Table 5 Polysaccharide sugar compositions determined for loblolly pine increment cores collected in Hawaii (HI), Mississippi (MS), and North Carolina (NC). Data are mean percentages of extractive-free dry wood; standard errors are shown in parentheses and means with different letters are significantly different (α = 0.05)

The other main group of softwood hemicelluloses, the arabinoglucuronoxylans, are accounted for by the relatively low percentages for arabinose and xylose. It is interesting to note that values for these two sugars are significantly different between the HI site and both mainland sites. Whereas it would appear we have patterns for the lignin, cellulose, and total hemicelluloses that set apart the MS site apart from the HI and NC sites, there may be differences in the hemicelluloses themselves that set the HI site apart from the mainland sites. The results herein are intriguing in themselves and make the case for further work to better understand the wood chemistry differences for loblolly pine grown on exotic sites vs. those within the native range on the US mainland.

3.4.3 Ash content

Inorganic compounds represent a minor group of constituents in wood that are commonly quantified by the determination of the ash content, a value that is highly relevant to studies on the thermochemical conversion of woody biomass for its fuel value, or other biofuel applications (e.g., gasification, pyrolysis). For example, simulating higher ash contents by the impregnation of loblolly pine wood with potassium carbonate resulted in lower bio-oil yields by pyrolysis (Kim et al. 2021); the yields of bio-oil at 0.5% and 1.5% ash content (dry wt. basis) were 45.7% and 29.9%, respectively. The ash contents in the current study ranged from 0.22 to 0.39% which is consistent with values reported in the literature for loblolly pine (Owen et al. 2015; Acquah et al. 2017; McMillin 1969; Zicherman and Thomas 1972). The ash content for the NC location is significantly lower than the other two locations (Table 4). McMillian (1969) provides the most detailed analysis of the variability in ash content in loblolly pine, showing the ash content of the juvenile wood (0.42%) to be significantly higher than the mature (outer) wood (0.38%) and the ash content of the latewood (0.39%) to be significantly lower than the earlywood (0.43%).

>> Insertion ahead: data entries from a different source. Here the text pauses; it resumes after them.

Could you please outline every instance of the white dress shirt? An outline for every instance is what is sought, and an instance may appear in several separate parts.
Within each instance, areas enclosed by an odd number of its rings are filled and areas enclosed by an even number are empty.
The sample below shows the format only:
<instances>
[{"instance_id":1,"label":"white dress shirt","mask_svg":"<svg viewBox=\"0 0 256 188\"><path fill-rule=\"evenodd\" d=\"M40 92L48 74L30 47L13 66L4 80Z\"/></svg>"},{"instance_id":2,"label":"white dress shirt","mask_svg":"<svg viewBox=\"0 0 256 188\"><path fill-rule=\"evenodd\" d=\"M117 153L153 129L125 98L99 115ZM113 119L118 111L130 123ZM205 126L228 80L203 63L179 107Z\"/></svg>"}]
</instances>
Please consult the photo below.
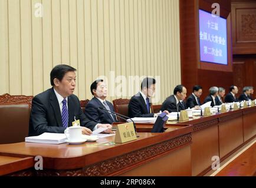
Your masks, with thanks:
<instances>
[{"instance_id":1,"label":"white dress shirt","mask_svg":"<svg viewBox=\"0 0 256 188\"><path fill-rule=\"evenodd\" d=\"M58 92L56 91L56 90L54 89L54 88L53 89L53 90L54 90L55 95L56 95L57 99L58 99L58 105L60 105L60 113L62 114L62 107L63 106L63 103L62 103L62 102L64 99L64 98L63 98L63 97L61 95L58 93ZM67 100L67 109L68 110L68 98L66 98L65 99Z\"/></svg>"}]
</instances>

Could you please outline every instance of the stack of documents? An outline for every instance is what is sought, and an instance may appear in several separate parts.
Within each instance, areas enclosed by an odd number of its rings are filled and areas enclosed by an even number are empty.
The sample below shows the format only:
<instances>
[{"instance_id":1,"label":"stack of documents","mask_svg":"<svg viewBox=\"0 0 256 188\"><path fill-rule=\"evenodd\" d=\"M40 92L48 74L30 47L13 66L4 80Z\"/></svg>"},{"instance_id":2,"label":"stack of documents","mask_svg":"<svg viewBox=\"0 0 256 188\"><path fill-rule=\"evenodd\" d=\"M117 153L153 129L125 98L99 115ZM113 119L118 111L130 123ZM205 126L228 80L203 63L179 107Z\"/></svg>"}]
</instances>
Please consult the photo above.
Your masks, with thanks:
<instances>
[{"instance_id":1,"label":"stack of documents","mask_svg":"<svg viewBox=\"0 0 256 188\"><path fill-rule=\"evenodd\" d=\"M25 138L26 142L34 142L41 143L51 143L58 145L65 143L67 137L65 134L44 133L36 136L29 136Z\"/></svg>"},{"instance_id":2,"label":"stack of documents","mask_svg":"<svg viewBox=\"0 0 256 188\"><path fill-rule=\"evenodd\" d=\"M101 132L107 130L107 127L99 127L94 131L93 131L93 134L91 136L97 136L98 137L108 137L110 136L114 135L115 134L104 134L104 133L101 133Z\"/></svg>"}]
</instances>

Comparing the ash contents between the 3 sites in the current study did not always show consistent patterns with our wood physical and anatomical property data. The HI site had a significantly lower percent latewood value than the NC site, and the ash content for the HI site was indeed significantly higher than for the NC site; this result can be rationalized when taking into consideration the results reported by McMillin (1969) for earlywood and latewood ash contents. Undoubtedly, the volcanic soils of Hawaii would be expected have different mineral availabilities than mainland soils and it is reasonable to assume that this would impact the inorganic constituents in the wood. As for the two mainland sites (MS and NC), they had similar wood physical and anatomical properties, but significantly different ash contents, which cannot be rationalized by taking into account the higher ash content of the earlywood shown by McMillin (1969).

4 Conclusion

Our results demonstrate that the lignin content for loblolly pine growing at an exotic site cannot be assumed to be similar to loblolly pine from a US mainland site (MS) also sharing favorable temperatures over a longer growing season, or for that matter, solely attributable to the degree of latewood formation that manifests in wood physical properties such as ring SG. The significantly lower lignin content for loblolly pine wood from the MS site was offset by significantly higher glucose and mannose contents, and thereby reflecting alterations to the relative contents of both cellulose and the hemicelluloses. It is acknowledged that our efforts to assess how climate conditions may impact wood chemistry in loblolly pine may be confounded by other influencing factors (e.g., genetics, soils, management history); however, herein we show that aside from differences in wood physical/anatomical properties shown for HI-grown loblolly pine, differences in wood chemistry could be demonstrated.